OSLO, Feb 9 (Reuters) - Royal Dutch Shell will narrow its exploration scope in Norway to focus on natural gas production and possibly offshore wind in future, it told the Norwegian oil and energy ministry.
Shell said in October it planned to reduce its oil and gas operations to nine basins around the world as part of its strategy to reduce the carbon intensity of its operations. It is expected to announce details of its new strategy on Thursday.
“In 2020, we have made a choice to focus exploration activities in Norway going forward to areas around existing discoveries and infrastructure,” it said in a letter on the ministry’s website, published as part of a public consultation for a government report on energy policy.

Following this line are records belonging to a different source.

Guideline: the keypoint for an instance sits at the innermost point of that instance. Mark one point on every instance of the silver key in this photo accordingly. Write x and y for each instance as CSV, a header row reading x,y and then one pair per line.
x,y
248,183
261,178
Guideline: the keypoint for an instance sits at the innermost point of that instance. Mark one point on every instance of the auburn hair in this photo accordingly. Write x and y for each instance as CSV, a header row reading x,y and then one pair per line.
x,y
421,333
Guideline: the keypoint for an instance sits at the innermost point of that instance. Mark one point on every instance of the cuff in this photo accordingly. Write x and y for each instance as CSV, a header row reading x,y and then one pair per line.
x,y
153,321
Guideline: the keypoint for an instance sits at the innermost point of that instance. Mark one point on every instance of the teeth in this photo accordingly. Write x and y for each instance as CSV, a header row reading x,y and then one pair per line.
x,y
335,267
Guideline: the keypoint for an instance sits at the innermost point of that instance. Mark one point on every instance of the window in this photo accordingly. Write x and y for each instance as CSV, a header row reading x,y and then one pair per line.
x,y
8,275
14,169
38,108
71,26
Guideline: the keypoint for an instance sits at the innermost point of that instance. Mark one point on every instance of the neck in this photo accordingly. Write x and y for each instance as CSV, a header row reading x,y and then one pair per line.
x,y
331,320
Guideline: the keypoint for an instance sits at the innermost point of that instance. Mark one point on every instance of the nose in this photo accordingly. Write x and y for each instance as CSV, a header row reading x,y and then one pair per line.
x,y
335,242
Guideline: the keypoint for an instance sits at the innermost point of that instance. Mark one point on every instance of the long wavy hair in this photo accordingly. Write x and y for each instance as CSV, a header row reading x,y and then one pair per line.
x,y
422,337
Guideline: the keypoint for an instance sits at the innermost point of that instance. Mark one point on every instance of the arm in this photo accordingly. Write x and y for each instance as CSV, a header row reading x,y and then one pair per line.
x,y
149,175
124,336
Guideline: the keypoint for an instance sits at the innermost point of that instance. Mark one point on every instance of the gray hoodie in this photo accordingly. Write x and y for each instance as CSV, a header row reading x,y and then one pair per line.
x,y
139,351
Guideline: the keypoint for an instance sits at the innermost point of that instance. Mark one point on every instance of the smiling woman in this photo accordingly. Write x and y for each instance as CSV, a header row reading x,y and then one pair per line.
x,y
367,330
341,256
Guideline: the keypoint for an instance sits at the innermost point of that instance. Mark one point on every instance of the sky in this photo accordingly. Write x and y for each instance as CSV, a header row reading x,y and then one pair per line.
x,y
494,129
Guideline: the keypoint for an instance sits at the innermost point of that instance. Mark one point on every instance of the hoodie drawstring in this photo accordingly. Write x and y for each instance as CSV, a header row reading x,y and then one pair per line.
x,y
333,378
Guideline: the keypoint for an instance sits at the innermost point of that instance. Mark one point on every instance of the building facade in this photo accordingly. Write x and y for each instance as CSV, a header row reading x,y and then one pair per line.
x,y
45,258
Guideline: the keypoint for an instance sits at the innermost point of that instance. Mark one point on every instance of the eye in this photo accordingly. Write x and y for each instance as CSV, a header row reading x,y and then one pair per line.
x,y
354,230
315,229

“That means that we now primarily position ourselves as a gas company on the Norwegian shelf ... This is a business that in the coming decades will create significant value for us as a company and Norway as a nation,” it added.
Shell said in the letter it might take part in offshore wind power developments off Norway, calling the government to consider tax incentives to spur investments.

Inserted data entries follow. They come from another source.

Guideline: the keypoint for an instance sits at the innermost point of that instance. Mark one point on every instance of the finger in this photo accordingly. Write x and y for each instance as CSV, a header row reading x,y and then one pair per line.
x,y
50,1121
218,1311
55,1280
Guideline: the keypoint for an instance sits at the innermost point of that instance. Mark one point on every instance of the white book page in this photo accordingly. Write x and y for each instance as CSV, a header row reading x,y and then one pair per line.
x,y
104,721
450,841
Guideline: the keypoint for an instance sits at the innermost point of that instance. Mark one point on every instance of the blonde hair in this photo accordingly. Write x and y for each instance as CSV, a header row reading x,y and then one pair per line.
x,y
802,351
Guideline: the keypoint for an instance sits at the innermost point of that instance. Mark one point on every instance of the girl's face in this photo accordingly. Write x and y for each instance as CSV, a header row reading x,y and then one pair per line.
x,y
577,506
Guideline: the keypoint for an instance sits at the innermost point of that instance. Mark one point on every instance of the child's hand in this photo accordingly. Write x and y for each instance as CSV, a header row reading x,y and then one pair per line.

A Shell spokesman said the firm did not rule out taking part in future licensing rounds in Norway’s frontier areas.
The Anglo-Dutch major operates Norway’s second-largest gas field Ormen Lange, and is a partner in the Equinor-operated Troll field.

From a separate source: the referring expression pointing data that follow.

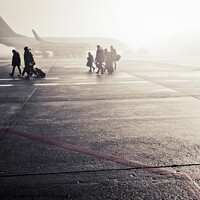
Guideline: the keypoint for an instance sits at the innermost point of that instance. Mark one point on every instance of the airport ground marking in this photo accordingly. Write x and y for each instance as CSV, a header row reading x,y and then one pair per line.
x,y
188,183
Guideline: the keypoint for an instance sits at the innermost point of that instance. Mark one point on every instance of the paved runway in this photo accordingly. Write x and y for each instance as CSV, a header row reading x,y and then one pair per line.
x,y
77,135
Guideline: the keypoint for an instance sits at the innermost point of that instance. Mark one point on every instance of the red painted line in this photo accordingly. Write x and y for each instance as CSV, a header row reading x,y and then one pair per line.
x,y
192,188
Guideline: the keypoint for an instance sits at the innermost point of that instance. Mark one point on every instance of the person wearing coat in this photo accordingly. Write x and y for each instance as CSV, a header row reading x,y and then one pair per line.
x,y
90,60
99,59
16,61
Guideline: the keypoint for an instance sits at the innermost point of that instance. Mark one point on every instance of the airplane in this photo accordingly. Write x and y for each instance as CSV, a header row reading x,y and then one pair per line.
x,y
62,46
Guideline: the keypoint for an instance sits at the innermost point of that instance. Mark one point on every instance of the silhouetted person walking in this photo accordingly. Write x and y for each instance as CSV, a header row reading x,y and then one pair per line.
x,y
28,62
16,61
90,61
114,56
99,59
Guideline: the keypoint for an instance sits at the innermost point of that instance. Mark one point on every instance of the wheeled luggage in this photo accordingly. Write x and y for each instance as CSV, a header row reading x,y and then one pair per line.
x,y
110,69
39,73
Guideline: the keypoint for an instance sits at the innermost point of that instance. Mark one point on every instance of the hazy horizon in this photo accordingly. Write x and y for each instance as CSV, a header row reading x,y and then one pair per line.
x,y
137,23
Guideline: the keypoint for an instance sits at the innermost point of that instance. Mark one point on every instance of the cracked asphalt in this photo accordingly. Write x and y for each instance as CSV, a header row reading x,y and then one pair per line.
x,y
75,135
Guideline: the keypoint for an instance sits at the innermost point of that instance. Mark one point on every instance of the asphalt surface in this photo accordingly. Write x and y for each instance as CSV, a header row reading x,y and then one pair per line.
x,y
76,135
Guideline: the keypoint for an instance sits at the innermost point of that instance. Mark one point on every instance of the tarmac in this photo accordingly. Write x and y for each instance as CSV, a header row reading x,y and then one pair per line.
x,y
78,135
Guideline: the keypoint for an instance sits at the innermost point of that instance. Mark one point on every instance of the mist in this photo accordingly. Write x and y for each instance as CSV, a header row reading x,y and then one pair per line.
x,y
148,28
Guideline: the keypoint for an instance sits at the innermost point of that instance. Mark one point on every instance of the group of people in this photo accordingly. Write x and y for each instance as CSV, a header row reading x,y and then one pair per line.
x,y
104,60
28,64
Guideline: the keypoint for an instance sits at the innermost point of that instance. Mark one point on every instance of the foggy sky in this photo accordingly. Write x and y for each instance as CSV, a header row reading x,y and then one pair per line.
x,y
132,21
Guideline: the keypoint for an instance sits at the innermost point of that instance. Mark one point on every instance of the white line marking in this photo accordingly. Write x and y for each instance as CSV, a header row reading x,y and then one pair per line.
x,y
6,85
130,82
164,90
176,80
46,84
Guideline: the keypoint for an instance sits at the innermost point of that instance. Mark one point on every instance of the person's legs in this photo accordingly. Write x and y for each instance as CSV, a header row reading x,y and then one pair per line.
x,y
13,71
19,69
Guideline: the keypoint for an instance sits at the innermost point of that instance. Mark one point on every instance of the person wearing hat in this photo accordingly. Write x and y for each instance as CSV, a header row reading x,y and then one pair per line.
x,y
16,61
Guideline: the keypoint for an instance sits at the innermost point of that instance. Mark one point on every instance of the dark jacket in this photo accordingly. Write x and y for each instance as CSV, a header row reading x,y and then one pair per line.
x,y
99,55
28,58
90,60
16,61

It also provides technical service at the Nyhamna plant, which process natural gas from several fields for export to Britain and continental Europe.
Shell’s decision comes as Norway seeks bids from oil firms in its latest frontier areas licensing round, which includes more than 100 new blocks in the Arctic Barents Sea.
In 2016, Shell pulled out of Norway’s Arctic-focused oil licensing round, citing a need to adjust its portfolio after merging with BG and due to low oil prices. It took part in the next frontier areas round and was awarded one operatorship in the Norwegian Sea in 2018.